As part of broader governance reforms, the Syrian caretaker government, which governed the country until the transitional government was sworn in on March 29, introduced some restructuring to these key entities. It replaced Khaled Hboubati as head of SARC with Mohammad Hazem Baqlah, who previously led its volunteer medical services. It renamed the Syria Trust for Development to the Syrian Development Organization (SDO), dissolved its board of trustees, and appointed a committee to take over its financial and administrative functions.

However, as one senior aid worker on the ground in Damascus told Human Rights Watch, the problem lies not with those entities, but with the system itself, which would most likely continue to compromise neutrality and efficiency and restrict operational independence.

“In the early days [after the fall of the previous government], we were optimistic that [humanitarian] operations will be more effective,” the humanitarian worker said. “But day after day, it turns out this is not the case.”

Humanitarian workers also told Human Rights Watch that transitional authorities have imposed a reregistration requirement on all organizations operating in Syria, even those that have maintained humanitarian operations on the ground for years and decades.

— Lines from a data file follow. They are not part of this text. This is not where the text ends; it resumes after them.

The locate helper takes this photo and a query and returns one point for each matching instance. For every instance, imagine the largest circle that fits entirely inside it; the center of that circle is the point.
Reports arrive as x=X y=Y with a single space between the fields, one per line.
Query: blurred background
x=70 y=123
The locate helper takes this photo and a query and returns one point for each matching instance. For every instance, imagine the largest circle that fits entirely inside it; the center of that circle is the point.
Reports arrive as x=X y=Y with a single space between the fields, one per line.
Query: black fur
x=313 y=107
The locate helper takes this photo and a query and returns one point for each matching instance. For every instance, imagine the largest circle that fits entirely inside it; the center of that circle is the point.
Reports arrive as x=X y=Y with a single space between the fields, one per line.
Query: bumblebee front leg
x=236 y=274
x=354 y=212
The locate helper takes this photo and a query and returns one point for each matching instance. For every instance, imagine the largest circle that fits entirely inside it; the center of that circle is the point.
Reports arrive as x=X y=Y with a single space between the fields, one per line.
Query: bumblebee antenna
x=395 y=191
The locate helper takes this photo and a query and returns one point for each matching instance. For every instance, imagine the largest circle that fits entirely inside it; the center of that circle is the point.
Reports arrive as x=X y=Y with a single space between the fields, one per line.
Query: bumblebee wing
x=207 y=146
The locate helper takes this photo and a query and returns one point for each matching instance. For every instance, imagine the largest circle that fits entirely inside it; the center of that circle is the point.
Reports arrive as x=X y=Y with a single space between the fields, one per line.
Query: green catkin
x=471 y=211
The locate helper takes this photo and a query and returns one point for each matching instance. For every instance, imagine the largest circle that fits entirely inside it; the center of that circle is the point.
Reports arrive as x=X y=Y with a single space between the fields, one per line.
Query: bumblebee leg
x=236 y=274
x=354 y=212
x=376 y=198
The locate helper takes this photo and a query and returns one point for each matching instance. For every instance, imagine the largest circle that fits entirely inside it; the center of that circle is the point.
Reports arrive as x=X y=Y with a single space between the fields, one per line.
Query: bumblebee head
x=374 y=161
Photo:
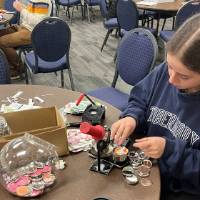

Humanitarian workers said the onerous requirements are even more complex than those the Assad government imposed, requiring aid groups to divulge minute details about their operations and sources of funding.

The Syrian transitional government should prioritize the delivery of impartial and effective humanitarian aid by removing the restrictive systems that limit operational flexibility and compromise humanitarian principles, Human Rights Watch said. UN agencies and donor states should also ensure transparency and accountability in humanitarian programming.

“The humanitarian crisis continues to worsen, and without immediate action to remove arbitrary restrictions, the suffering will only grow for Syrians across the country,” Coogle said.